It’s that time of year, the time we pack our suitcases and venture out onto the road, into the air or onto the seas for the hallowed family vacation.
We go to see our people, to come face to face with our history, the places that shaped our parents, grandparents and sometimes those before them. We go to better understand our country, or another part of the world. We go seeking adventure, facing fears, trying our hands at something new.
Most of all, though, when we travel with family, we go to strengthen the ties that bind.
Before setting out this year, put a copy of Curtis Gillespie’s Almost There: The Family Vacation, Then and Now in your glove compartment or your carry-on. Better yet, give it a read well before you plan your next family trip. You’ll find yourself laughing aloud (as I did, sitting alone at Pearson International Airport, waiting for a flight) at the sometimes gross hilarity that ensued on his family trips. But you’ll also find yourself thinking about his messages and what they say about you as a parent, and what you hope to get from your family holidays.
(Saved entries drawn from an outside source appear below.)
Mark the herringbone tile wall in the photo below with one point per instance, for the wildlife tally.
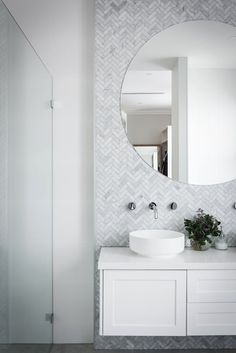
(122, 27)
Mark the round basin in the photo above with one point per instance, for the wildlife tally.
(154, 243)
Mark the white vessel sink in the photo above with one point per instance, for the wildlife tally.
(154, 243)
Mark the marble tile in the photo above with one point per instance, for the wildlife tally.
(122, 28)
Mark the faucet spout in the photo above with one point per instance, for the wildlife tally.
(153, 207)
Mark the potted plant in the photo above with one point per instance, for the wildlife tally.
(202, 229)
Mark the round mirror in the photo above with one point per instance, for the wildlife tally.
(178, 102)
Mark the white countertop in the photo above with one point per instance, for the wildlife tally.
(114, 258)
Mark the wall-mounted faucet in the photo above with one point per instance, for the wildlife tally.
(153, 207)
(131, 206)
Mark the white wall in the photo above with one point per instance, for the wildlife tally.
(179, 120)
(212, 125)
(146, 129)
(61, 31)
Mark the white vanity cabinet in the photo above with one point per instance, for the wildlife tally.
(143, 303)
(211, 302)
(193, 293)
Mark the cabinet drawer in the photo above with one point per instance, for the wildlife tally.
(211, 319)
(144, 303)
(215, 286)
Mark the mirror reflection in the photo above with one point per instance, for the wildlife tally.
(178, 102)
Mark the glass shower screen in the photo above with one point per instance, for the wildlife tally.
(25, 190)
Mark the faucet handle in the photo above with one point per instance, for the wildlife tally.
(131, 206)
(152, 205)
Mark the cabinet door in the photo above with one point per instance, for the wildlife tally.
(144, 303)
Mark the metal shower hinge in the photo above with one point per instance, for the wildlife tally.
(49, 317)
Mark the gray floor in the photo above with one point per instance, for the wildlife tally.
(88, 348)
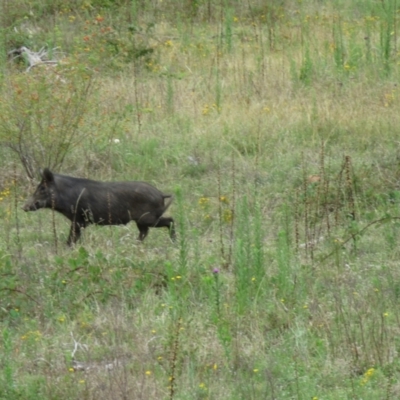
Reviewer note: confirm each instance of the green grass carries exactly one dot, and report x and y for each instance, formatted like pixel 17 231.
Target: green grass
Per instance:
pixel 276 129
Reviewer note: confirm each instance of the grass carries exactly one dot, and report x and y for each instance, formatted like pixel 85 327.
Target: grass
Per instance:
pixel 276 129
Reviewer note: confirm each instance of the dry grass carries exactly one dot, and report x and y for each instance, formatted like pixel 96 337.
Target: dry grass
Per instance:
pixel 284 165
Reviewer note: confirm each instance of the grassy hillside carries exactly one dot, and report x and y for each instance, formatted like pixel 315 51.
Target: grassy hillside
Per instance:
pixel 276 127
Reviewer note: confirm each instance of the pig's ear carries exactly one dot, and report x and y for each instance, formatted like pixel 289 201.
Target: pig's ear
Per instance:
pixel 47 175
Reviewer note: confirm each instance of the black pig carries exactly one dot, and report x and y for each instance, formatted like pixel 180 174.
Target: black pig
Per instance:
pixel 86 202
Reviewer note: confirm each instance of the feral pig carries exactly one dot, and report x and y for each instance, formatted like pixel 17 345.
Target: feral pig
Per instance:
pixel 86 202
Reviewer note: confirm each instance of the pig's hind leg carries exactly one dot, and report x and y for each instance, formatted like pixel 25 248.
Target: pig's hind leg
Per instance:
pixel 143 231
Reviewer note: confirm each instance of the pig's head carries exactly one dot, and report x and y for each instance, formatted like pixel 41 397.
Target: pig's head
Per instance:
pixel 43 196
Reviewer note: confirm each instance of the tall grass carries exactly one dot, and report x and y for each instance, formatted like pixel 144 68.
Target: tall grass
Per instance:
pixel 276 128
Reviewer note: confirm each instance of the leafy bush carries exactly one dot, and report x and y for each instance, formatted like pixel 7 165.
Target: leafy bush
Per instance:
pixel 40 114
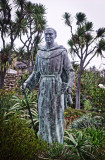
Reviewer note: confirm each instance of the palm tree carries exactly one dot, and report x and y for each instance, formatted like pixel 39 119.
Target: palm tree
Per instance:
pixel 85 44
pixel 29 18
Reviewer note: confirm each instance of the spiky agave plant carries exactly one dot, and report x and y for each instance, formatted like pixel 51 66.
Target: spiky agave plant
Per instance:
pixel 79 145
pixel 20 108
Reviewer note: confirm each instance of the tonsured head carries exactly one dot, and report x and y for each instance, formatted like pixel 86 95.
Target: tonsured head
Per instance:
pixel 50 35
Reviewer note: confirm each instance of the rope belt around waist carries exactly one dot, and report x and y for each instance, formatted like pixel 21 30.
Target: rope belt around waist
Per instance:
pixel 48 76
pixel 60 86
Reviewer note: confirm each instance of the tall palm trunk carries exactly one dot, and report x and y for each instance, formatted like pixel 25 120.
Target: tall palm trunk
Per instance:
pixel 2 76
pixel 78 88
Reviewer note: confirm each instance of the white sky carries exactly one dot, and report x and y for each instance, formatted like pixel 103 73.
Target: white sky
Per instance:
pixel 94 10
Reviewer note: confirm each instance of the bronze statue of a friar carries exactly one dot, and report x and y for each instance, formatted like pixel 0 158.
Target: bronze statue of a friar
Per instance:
pixel 55 74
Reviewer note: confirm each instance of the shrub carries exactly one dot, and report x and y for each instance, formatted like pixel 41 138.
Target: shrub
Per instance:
pixel 86 121
pixel 5 97
pixel 18 142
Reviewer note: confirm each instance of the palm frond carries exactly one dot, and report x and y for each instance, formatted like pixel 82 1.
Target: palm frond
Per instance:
pixel 81 18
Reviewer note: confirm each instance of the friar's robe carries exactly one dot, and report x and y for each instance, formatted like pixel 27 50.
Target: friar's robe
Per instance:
pixel 54 70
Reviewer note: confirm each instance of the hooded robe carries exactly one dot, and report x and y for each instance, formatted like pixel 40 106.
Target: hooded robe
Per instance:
pixel 54 72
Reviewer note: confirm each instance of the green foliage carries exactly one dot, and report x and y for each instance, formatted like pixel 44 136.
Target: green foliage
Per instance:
pixel 81 18
pixel 24 77
pixel 86 121
pixel 97 135
pixel 74 112
pixel 58 151
pixel 79 145
pixel 17 141
pixel 20 108
pixel 90 90
pixel 5 100
pixel 87 105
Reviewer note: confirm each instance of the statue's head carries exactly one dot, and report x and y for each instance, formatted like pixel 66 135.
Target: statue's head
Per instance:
pixel 50 35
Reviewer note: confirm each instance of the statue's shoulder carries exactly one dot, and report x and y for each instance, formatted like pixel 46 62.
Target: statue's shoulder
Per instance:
pixel 43 52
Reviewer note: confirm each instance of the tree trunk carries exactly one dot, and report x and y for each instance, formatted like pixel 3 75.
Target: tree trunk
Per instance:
pixel 2 76
pixel 78 87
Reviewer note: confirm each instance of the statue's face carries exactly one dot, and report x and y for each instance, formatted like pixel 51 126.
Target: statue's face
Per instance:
pixel 49 36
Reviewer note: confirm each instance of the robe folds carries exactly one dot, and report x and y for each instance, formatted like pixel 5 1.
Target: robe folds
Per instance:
pixel 54 72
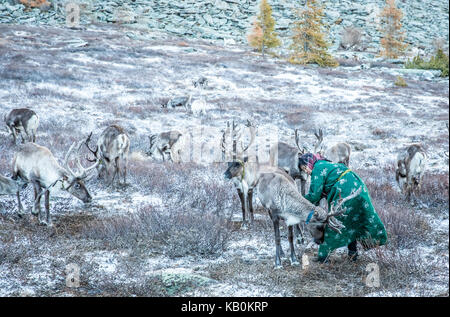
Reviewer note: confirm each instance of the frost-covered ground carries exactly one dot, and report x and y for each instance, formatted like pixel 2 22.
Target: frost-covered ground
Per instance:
pixel 174 230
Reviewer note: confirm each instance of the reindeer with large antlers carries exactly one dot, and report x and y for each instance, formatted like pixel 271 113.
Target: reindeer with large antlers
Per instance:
pixel 286 156
pixel 281 198
pixel 35 164
pixel 242 169
pixel 112 152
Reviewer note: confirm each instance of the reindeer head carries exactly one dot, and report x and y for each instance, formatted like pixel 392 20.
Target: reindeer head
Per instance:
pixel 320 218
pixel 73 181
pixel 235 169
pixel 232 133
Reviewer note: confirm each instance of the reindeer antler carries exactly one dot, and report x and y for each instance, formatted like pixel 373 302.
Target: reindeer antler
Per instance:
pixel 235 136
pixel 302 150
pixel 252 129
pixel 319 137
pixel 92 151
pixel 83 171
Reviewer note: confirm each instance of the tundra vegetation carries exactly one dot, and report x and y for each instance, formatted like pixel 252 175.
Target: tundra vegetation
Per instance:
pixel 175 230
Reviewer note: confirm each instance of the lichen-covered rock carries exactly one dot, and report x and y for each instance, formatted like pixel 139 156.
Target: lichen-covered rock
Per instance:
pixel 221 18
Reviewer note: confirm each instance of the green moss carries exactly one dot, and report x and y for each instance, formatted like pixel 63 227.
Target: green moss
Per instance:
pixel 437 62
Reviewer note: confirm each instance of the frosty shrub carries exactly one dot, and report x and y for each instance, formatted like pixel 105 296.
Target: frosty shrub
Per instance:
pixel 437 62
pixel 175 231
pixel 404 225
pixel 195 218
pixel 434 190
pixel 400 82
pixel 350 38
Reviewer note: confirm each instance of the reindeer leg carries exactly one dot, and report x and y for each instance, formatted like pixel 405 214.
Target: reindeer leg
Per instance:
pixel 13 132
pixel 243 203
pixel 250 205
pixel 36 210
pixel 276 227
pixel 20 205
pixel 281 249
pixel 47 208
pixel 299 232
pixel 124 170
pixel 293 258
pixel 303 187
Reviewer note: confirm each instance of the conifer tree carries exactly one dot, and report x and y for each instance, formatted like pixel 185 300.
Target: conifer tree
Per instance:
pixel 263 34
pixel 392 42
pixel 309 43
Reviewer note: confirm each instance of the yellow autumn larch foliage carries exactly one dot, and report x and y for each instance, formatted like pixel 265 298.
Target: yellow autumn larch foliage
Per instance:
pixel 263 33
pixel 309 45
pixel 392 41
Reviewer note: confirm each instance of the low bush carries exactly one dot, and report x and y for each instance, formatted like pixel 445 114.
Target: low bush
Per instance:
pixel 437 62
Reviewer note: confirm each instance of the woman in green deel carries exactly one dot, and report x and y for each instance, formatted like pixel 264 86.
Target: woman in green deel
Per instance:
pixel 362 224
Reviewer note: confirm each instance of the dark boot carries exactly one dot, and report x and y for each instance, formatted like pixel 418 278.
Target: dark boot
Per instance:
pixel 353 251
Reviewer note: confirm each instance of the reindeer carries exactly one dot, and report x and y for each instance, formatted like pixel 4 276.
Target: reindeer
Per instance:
pixel 8 186
pixel 286 157
pixel 338 153
pixel 410 168
pixel 243 173
pixel 112 152
pixel 162 144
pixel 24 122
pixel 35 164
pixel 283 201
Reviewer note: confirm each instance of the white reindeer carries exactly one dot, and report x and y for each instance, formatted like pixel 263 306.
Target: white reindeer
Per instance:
pixel 24 122
pixel 112 150
pixel 35 164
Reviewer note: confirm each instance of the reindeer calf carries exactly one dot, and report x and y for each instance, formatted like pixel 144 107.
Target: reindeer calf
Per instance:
pixel 410 168
pixel 161 144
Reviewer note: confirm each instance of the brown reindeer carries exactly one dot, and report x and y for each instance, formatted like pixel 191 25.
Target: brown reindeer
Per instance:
pixel 161 145
pixel 281 198
pixel 35 164
pixel 112 152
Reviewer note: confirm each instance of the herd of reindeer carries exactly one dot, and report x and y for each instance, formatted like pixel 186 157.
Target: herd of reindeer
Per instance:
pixel 274 183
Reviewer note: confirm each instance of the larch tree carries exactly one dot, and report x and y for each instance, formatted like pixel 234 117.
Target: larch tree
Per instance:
pixel 392 41
pixel 309 45
pixel 263 34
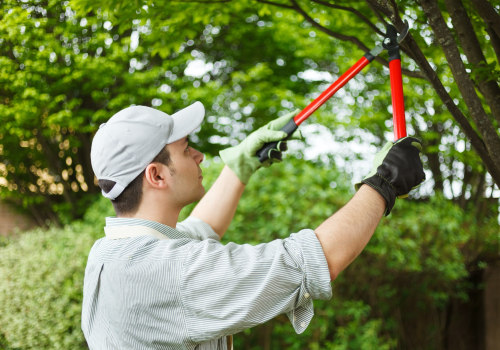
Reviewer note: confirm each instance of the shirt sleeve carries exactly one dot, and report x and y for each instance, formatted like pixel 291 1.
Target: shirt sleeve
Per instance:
pixel 197 228
pixel 228 288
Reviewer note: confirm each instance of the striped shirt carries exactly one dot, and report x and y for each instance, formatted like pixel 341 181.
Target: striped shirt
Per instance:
pixel 190 291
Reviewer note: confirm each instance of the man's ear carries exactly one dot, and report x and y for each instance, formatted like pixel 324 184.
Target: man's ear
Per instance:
pixel 156 175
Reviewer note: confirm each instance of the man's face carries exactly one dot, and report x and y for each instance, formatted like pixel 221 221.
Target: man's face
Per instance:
pixel 186 179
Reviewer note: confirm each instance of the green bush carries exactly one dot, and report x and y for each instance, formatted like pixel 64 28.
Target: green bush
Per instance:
pixel 413 265
pixel 41 288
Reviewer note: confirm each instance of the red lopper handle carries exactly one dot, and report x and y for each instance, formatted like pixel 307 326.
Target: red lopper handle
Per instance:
pixel 331 90
pixel 398 105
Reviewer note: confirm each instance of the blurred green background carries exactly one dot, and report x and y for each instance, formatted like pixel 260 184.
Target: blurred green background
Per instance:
pixel 421 283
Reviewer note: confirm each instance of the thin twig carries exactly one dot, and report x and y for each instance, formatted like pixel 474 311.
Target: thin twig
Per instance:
pixel 275 4
pixel 350 9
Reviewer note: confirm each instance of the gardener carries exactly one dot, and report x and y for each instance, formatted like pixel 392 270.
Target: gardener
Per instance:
pixel 153 283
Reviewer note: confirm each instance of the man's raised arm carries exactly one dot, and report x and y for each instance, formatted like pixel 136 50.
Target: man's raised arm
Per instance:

Do you know, for example, what kind of traveller you are? A tourist, an anti-tourist, or a post-tourist? Gillespie reaches to French philosopher Jean Baudrillard and the idea that in our state of “hyper-reality,” humans start to use, then actually prefer, representations of reality rather than reality itself, that because our lives are so overwhelming “our experiences can’t help but devolve into mere encounters with simulations of reality … encounters that we end up preferring to reality.”
He’s on to something there. How else do you explain Vegas, choreographed themed experiences, dude ranches and Labadee, Royal Caribbean’s “island”? The tourist doesn’t think to pose this question, the anti-tourist seeks authentic experiences, and the post-tourist has simply given up and is willing to play along with the game.
Which do you want for your family? What kind of memories do you want to create?
This creation of memories is an essential part of why we vacation as a family and, Gillespie writes, these vacations become a “significant aspect of how we create and define our families and ourselves.”
(Who hasn’t had a “eureka” moment of understanding while on holiday, or when distilling and recalling highlights and lowlights of a trip? It wasn’t until a family vacation to the Annapolis Valley in Nova Scotia, surrounded by dozens of in-laws, that I truly met the man I had married.)
And as we grow as individuals, our family vacations should evolve and change with us. If they don’t, Gillespie suggests, it may be an indicator that the family dynamic is in trouble.
Can a holiday fix that? Gillespie doesn’t think so, and he’s critical of marketing promises that guilt us into believing each successive vacation should be better, more emotionally and/or symbolically significant than the last in the limited family time we have. A truly good vacation, he writes in his trademark humorous style, isn’t one that creates a “‘happy family’ (good luck with that), but a connected family.” A vacation is a tool needed to make and maintain those connections. A happy vacation, he writes, won’t a happy family make.
It’s all about connections, memories, a foundation for future understanding and relationship-building. And don’t fool yourself into thinking it’s enough to simply disconnect. A staycation won’t cut it, as clarity “often emerges only with distance.”
Too true, Mr. Gillespie.
Almost There is both a trip down memory lane, for the author and the reader, and a thoughtful examination of the values inherent in a family vacation. The reader can be forgiven for occasionally wondering who this book is intended for, littered as it is with facts and figures that sometimes seem more relevant to marketing firms and other industry types. But the questions posed, and the laugh-out-loud reminiscences about his chaotic family, more than outweigh the minor irritations.
So give it a read, dig out the atlas, book a family meeting and start planning.
Sarah MacWhirter is The Globe and Mail’s Travel editor.